C’est dans la ville de Kpalimé, à 120 km de Lomé, qu’Aimée Tenu-Lawani a installé la société SetP Cosmétiques naturels. Sa marque, Kari Kari, fondée en 2014, produit des savons équitables et biologiques, mais aussi des huiles anti-moustiques ou des baumes corporels. Le chiffre d’affaires de sa société s’élève à 18 millions de francs CFA (27 433 euros).

Aimée Abra Tenu-Lawani se dit « businesswoman. » Elle revendique aussi fièrement le « made in Togo »: « Je suis togolaise, l’entreprise est installée au Togo et emploie des Togolais, nous travaillons les matières premières locales, » énumère-t-elle. Seuls apports de l’étranger, ses formations en saponification et cosmétiques, effectuées en Suisse et en France, en 2012 et 2014.

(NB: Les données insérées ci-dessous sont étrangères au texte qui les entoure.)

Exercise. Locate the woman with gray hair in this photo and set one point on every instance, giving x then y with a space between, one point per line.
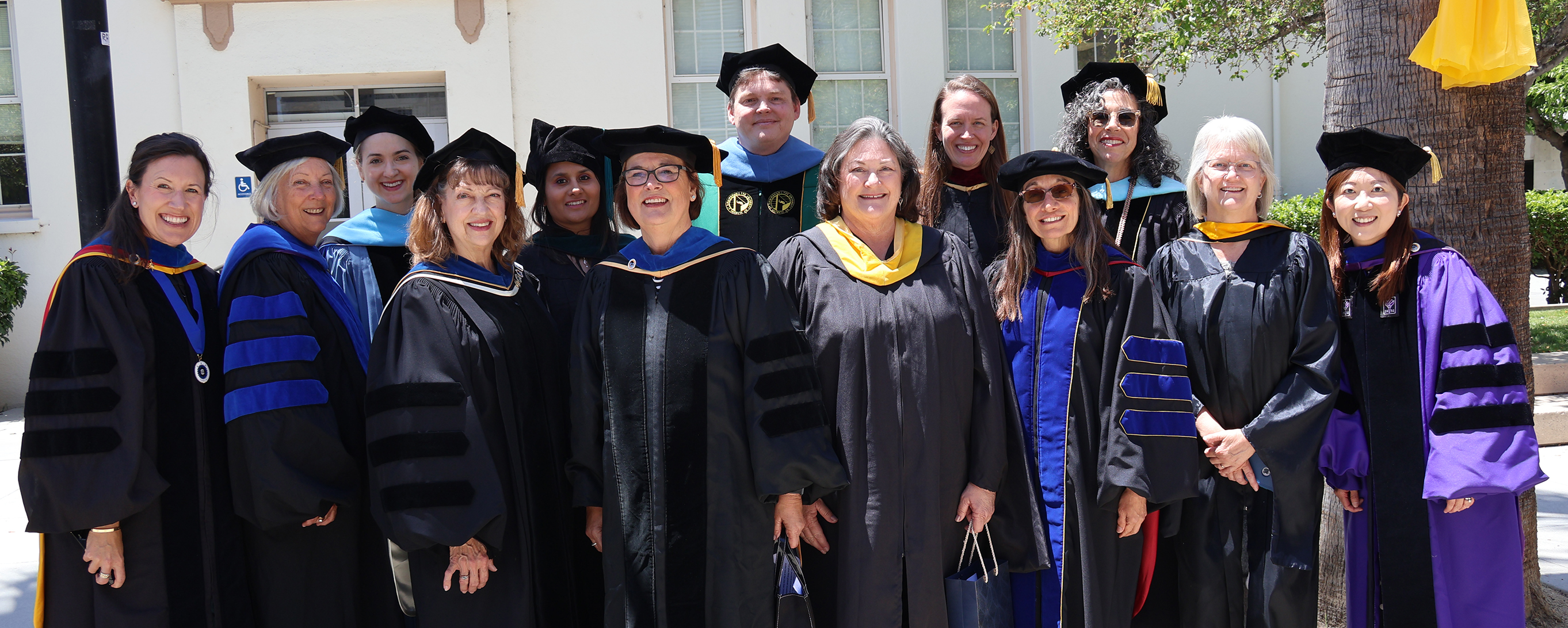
902 331
1111 115
293 404
1253 302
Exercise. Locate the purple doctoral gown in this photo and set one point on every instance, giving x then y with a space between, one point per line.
1445 348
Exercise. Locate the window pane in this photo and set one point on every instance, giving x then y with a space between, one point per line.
841 102
13 167
703 32
847 35
970 49
1007 98
422 102
310 105
700 109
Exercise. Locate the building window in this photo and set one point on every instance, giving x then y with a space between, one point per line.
13 154
701 33
293 112
849 52
990 57
1104 48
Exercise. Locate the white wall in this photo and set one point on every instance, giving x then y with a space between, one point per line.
46 126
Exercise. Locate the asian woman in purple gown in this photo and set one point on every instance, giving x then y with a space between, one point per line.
1430 439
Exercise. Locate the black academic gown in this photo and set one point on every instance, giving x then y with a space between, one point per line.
1151 223
1125 430
292 462
120 430
760 215
1262 356
915 380
468 439
693 406
968 215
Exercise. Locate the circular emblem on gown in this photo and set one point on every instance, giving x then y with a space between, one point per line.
781 202
738 204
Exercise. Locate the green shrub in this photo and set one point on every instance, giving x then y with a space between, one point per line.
13 290
1299 212
1548 212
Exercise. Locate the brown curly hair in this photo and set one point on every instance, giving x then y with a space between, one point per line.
427 234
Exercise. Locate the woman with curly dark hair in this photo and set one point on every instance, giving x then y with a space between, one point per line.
1111 115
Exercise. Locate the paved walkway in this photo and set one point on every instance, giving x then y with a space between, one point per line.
20 550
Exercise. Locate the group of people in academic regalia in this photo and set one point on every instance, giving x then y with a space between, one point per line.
461 409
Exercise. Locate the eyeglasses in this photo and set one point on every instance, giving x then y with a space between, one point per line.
1059 192
1125 118
637 178
1241 168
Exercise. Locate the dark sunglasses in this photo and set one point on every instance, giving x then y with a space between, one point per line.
1059 192
1125 118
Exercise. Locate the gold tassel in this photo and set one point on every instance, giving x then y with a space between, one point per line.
1437 168
1154 98
516 189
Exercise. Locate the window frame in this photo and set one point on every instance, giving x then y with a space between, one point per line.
1017 72
16 212
749 32
885 76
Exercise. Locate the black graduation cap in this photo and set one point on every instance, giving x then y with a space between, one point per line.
1020 170
775 59
1142 85
476 146
261 159
552 144
698 152
1365 148
377 120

La société se finance sur fonds propres à 90 %, et bénéficie pour le reste d’un appui des autorités togolaises, via le Fonds d’appui aux initiatives économiques des jeunes (FAIEJ).

En 2020, Kari Kari a fabriqué 20.000 produits, principalement des savons. La société compte 12 personnes et prévoit de lancer une ligne de cosmétiques purs avec distribution dans les pays de l’UEMOA.

Aux débuts de la crise sanitaire, Aimée Abra Tenu-Lawani s’est même adaptée en fabriquant des gels hydroalcooliques.

Pour cette femme d’affaires, Kari Kari est plus qu’une entreprise, c’est un idéal de vie. Depuis son plus jeune âge, elle est sensible au respect de la nature et prône les circuits courts.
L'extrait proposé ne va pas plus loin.